A Republican winning there is as far-fetched an idea as finding Jimmy Hoffa alive in Eagle Pass, Texas. It’s like riding the space shuttle to Mars. It’s like watching the New Orleans Saints and the New York Jets playing against one another in the Super Bowl.
Impossible.
Ninety years of combined futility, sans Joe Namath 41 years and 12 days ago today, have defined two professional football franchises known more for brown bag-clad fans and cries of wait ’til next year — on the third day of preseason.
Never in the 43-year history of the Saints have they hosted a conference championship. The NFL has played six Super Bowls in the Superdome, with little fear of the occupants of that building playing a “home” game in the Super Bowl.
The team’s first signee of its existence was a kicker. They have had colorful players and coaches, rabid fans who are as used to losing as Republicans in Massachusetts and a sense of doom and gloom no matter how good things are going.
Now the team that had the best record in the NFC will play one of the most beloved quarterbacks ever — also a lifetime Saints fan — in Brett Favre.
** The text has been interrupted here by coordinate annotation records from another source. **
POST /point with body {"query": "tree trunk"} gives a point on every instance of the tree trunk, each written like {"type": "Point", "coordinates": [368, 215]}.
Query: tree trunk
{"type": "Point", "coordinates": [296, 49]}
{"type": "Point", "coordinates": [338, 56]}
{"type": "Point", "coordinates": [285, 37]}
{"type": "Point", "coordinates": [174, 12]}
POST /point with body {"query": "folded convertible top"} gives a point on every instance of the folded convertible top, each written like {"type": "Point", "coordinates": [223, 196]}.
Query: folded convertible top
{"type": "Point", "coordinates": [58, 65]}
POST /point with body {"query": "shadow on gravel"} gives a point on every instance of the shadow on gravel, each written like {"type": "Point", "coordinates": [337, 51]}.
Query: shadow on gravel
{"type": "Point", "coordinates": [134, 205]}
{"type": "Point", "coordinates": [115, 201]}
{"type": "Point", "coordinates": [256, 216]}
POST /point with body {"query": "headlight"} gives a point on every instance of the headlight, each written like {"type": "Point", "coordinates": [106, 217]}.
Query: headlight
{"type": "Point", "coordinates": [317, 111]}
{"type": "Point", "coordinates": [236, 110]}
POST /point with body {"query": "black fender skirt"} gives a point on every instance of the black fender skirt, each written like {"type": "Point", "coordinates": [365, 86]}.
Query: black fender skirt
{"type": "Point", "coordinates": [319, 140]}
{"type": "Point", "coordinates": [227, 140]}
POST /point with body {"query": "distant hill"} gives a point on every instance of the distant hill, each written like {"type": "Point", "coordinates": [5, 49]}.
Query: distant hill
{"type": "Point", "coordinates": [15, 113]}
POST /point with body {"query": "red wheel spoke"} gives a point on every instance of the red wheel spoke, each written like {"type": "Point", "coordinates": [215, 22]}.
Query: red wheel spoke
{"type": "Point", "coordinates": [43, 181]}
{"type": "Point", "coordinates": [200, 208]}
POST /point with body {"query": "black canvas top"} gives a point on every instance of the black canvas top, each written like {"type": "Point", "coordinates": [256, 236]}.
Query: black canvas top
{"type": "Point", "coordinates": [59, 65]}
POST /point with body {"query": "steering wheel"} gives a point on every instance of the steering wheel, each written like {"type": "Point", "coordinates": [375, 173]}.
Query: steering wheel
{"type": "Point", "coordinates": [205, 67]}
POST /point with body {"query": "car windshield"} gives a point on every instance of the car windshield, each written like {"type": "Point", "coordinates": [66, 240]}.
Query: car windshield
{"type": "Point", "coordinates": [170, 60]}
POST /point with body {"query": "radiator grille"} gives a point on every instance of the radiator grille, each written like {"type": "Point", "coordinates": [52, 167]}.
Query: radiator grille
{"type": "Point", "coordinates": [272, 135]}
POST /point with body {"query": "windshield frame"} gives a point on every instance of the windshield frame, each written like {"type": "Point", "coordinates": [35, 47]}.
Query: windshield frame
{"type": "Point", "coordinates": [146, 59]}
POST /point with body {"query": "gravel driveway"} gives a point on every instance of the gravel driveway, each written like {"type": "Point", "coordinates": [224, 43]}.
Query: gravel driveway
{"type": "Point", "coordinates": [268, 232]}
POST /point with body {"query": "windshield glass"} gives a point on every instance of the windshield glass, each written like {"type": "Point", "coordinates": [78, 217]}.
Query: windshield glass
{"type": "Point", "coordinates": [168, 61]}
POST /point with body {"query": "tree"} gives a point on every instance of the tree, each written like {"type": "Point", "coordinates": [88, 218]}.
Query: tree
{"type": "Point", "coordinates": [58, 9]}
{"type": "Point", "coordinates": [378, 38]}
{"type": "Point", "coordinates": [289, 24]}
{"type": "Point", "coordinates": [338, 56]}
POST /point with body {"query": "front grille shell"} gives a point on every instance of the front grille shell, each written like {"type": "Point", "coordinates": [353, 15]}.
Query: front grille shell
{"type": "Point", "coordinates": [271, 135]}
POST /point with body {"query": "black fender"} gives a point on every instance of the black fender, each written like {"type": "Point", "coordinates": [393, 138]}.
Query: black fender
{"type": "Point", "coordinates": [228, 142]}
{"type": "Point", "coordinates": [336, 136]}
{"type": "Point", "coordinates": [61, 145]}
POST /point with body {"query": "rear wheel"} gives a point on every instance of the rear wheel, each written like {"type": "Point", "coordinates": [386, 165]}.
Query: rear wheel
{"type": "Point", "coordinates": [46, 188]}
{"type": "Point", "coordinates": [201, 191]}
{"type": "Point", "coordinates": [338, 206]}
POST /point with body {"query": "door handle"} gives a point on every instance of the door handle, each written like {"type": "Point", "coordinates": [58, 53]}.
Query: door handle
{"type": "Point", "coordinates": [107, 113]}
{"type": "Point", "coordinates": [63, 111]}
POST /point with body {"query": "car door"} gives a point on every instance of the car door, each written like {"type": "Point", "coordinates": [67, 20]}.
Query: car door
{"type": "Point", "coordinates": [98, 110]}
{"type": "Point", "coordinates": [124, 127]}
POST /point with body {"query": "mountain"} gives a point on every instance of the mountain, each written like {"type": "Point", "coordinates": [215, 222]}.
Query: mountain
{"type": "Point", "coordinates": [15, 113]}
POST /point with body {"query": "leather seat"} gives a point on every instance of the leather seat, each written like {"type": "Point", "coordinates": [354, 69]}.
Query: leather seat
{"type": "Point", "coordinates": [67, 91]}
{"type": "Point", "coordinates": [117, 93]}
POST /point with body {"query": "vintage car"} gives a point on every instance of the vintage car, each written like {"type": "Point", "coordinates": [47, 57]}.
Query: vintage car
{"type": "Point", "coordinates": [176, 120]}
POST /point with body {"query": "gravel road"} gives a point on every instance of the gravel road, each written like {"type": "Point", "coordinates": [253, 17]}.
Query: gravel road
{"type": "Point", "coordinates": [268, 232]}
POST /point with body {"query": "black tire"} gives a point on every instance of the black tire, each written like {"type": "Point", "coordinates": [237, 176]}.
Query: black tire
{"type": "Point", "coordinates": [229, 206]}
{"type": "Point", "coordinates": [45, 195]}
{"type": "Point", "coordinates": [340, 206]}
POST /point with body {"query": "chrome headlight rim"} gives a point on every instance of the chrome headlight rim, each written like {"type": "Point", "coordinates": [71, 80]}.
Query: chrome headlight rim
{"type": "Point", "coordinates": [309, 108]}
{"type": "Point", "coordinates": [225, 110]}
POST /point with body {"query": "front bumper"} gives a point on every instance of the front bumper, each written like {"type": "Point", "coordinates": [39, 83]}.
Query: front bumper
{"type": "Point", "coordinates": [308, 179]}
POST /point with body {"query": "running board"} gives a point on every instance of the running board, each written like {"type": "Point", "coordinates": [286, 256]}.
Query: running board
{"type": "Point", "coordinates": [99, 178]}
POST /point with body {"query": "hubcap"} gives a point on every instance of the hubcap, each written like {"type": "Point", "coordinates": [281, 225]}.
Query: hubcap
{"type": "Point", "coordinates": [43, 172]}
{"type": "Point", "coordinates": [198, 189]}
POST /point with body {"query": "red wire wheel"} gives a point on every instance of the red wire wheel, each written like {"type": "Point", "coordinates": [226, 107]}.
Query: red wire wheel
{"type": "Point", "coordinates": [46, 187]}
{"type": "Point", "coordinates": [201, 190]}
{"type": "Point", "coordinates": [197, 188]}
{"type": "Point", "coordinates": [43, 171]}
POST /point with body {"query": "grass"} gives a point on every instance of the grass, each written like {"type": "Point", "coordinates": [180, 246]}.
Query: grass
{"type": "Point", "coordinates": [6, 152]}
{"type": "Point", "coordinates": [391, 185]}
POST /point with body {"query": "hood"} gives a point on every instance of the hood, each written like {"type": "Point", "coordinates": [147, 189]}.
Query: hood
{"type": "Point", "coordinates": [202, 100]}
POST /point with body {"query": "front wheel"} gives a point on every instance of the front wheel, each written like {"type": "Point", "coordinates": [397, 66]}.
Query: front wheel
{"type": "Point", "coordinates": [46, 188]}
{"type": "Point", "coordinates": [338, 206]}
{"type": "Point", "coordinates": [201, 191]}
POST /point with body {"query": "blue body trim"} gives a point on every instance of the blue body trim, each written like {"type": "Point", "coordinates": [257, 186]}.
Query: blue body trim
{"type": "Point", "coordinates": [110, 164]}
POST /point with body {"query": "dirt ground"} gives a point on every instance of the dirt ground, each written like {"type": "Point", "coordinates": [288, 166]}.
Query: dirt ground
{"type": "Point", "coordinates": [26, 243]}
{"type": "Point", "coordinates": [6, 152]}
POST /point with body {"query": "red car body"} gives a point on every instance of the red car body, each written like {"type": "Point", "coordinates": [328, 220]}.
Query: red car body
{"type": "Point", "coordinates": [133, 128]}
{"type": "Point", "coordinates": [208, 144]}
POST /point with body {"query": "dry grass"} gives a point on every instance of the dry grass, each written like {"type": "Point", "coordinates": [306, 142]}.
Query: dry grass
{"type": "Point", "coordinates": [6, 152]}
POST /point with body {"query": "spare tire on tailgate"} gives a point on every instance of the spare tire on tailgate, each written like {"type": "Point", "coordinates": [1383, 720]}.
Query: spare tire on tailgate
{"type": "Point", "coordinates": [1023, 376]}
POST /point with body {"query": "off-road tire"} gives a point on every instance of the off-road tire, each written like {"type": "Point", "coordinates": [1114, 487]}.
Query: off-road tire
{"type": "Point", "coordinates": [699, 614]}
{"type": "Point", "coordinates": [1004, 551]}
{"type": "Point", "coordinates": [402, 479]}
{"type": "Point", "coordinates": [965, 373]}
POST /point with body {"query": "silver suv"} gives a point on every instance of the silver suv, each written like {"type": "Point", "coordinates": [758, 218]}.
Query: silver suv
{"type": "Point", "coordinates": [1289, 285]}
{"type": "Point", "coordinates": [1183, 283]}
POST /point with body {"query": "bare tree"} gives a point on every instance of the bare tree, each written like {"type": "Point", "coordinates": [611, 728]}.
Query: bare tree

Las Vegas oddsmakers have the Saints as a 3.5-point favorite, but make no mistake the Saints are underdogs.
No doubt exists for what team Vegas likes in the first game as the Peyton Manning-led Indianapolis Colts are an 8-point favorite of the team that shouldn’t even be there. What an ironic twist that the Jets, a team that has played in three conference championships and hasn’t celebrated a Super Bowl since Lyndon Baines Johnson sat in the White House, would be playing the team directly responsible for their even being in the playoffs.
In Week 16, the Colts held a lead on the Jets in the third quarter. The starters were pulled. The Jets came back, won the game, won the following week and made the playoffs. Had the Colts won, the Jets would be dusting off the golf clubs.
The stars are aligning. Nearly 30 years after the United States hockey team defeated the mighty Soviet Union in the greatest of all upsets, sports fans are on the precipice of two more.
The Jets and the Saints in the Super Bowl.
Preposterous.
Yeah, and a Republican will win a Senate seat in Massachusetts.